Buster Davis

No. 84
- Position: Wide receiver

Personal information
- Born: October 2, 1985 (age 40) New Orleans, Louisiana, U.S.
- Listed height: 6 ft 1 in (1.85 m)
- Listed weight: 210 lb (95 kg)

Career information
- High school: O. Perry Walker (New Orleans)
- College: LSU (2003–2006)
- NFL draft: 2007: 1st round, 30th overall pick

Career history
- San Diego Chargers (2007–2010); Buffalo Bills (2011)*;
- * Offseason and/or practice squad member only

Awards and highlights
- BCS national champion (2003); Second-team All-SEC (2006);

Career NFL statistics
- Receptions: 51
- Receiving yards: 558
- Receiving touchdowns: 2
- Stats at Pro Football Reference

= Craig Davis (American football) =

American football player (born 1985)

Craig "Buster" Davis (born October 2, 1985) is an American former professional football player who was a wide receiver in the National Football League (NFL). He was selected by the San Diego Chargers in the first round of the 2007 NFL draft. He played college football for the LSU Tigers.

==Early life==
Davis was rated the number one wide receiver in Louisiana and a national blue chipper as a senior at O.P. Walker High School. In his final year he caught 82 passes for 1,171 yards and 16 touchdowns leading his school to the 4A state championship game.

He was named an All-American by SuperPrep and ranked the No. 12 wide receiver in the country by Rivals.com. The Orlando Sentinel named Davis as a member of the All-Southern Team. He also made The Times-Picayunes Top 25 Blue-Chip list and Shreveport Times ' Top 20.

==College career==
Davis enrolled in LSU in 2003. He was forced to compete for game time with an extremely talented Tigers receiving corp that helped lead LSU to a BCS National Championship. He caught 7 passes for 63 yards, most of which came in LSU's 49–10 victory over Louisiana Tech.

In Davis' sophomore year the Tigers failed to repeat their success of 2003. In spite of this Davis emerged as the Tigers' receiving leader with 43 catches for 659 yards. He scored his first touchdown in the Tigers 24–7 win over Vanderbilt.

Davis played in 11 of the Tigers games in 2005, starting 5. He ranked third on the team with 35 receptions, for 559 yards and 2 touchdowns. The high point of his season came in the Peach Bowl where he caught 5 passes for 99 yards and a touchdown in a 40–3 win over Miami.

As a senior Davis doubled as a receiver and a punt returner. He finished the year with 56 catches for 834 yards and four touchdowns.
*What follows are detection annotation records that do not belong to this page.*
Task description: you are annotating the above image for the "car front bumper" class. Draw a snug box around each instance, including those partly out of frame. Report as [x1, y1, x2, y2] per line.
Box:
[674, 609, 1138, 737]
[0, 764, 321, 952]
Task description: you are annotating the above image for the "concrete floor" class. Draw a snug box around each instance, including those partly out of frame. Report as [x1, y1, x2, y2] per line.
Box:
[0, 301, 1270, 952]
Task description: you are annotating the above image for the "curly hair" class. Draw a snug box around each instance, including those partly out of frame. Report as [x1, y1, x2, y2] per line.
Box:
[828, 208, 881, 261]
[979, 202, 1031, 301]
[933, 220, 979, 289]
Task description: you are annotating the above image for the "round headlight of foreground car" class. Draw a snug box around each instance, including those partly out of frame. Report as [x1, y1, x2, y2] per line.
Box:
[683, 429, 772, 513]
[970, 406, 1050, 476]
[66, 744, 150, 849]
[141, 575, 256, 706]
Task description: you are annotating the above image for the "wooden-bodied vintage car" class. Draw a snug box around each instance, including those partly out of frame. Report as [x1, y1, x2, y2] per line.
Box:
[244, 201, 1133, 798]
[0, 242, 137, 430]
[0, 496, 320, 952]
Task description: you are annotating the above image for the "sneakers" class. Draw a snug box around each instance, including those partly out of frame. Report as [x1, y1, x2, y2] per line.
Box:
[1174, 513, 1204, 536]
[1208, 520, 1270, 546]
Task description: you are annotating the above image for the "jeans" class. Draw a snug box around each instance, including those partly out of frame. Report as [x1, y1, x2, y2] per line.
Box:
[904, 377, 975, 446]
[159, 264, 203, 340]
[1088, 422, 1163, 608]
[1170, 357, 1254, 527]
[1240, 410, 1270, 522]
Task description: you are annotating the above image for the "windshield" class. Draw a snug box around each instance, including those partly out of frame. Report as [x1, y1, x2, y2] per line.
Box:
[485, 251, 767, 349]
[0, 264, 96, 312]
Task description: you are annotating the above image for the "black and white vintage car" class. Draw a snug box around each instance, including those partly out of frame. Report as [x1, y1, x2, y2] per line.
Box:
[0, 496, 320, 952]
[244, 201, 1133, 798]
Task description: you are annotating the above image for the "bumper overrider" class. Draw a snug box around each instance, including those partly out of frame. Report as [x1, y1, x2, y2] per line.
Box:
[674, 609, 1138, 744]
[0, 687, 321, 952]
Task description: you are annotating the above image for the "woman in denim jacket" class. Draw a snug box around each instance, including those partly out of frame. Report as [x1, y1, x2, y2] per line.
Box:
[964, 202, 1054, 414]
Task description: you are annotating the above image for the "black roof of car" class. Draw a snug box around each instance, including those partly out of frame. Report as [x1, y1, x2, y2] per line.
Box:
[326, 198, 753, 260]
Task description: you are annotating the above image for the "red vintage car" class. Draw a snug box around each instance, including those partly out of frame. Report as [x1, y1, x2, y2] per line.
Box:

He finished his career with four catches for 50 yards in the Sugar Bowl against Notre Dame in his home of New Orleans.

===College statistics===

| Year | Team | Rec | Yards | Average | Long | TDs |
|---|---|---|---|---|---|---|
| 2003 | LSU | 7 | 63 | 9.0 | 17 | 0 |
| 2004 | LSU | 43 | 659 | 15.3 | 42 | 1 |
| 2005 | LSU | 35 | 559 | 16.0 | 51 | 2 |
| 2006 | LSU | 56 | 836 | 14.9 | 47 | 4 |
| College totals |  | 141 | 2117 | 15.0 | 51 | 7 |

==Professional career==

Pre-draft measurables
| Height | Weight | 40-yard dash | 10-yard split | 20-yard split | Broad jump |
| 6 ft 1+3⁄8 in (1.86 m) | 207 lb (94 kg) | 4.41 s | 1.49 s | 2.54 s | 10 ft 1 in (3.07 m) |
All values from NFL Combine/Pro Day

===San Diego Chargers===
Davis was selected by the San Diego Chargers 30th overall at the end of the first round of the 2007 NFL draft.

On July 23, 2007, Davis agreed with the Chargers on a 5-year $11 million contract just before training camp.

If Davis played out the contract, it was worth $7.83 million with about $3.2 million in incentives.

He finished his rookie season playing in 14 games, with one start, making 20 receptions for 188 yards and one touchdown.

During his second season Davis only played in four games due to an injury. He finished the season with four receptions for 59 yards.

Davis was released by the Chargers on July 28, 2011.

===Buffalo Bills===
Davis signed with the Buffalo Bills on August 4, 2011. The Bills cut Davis on September 3, 2011.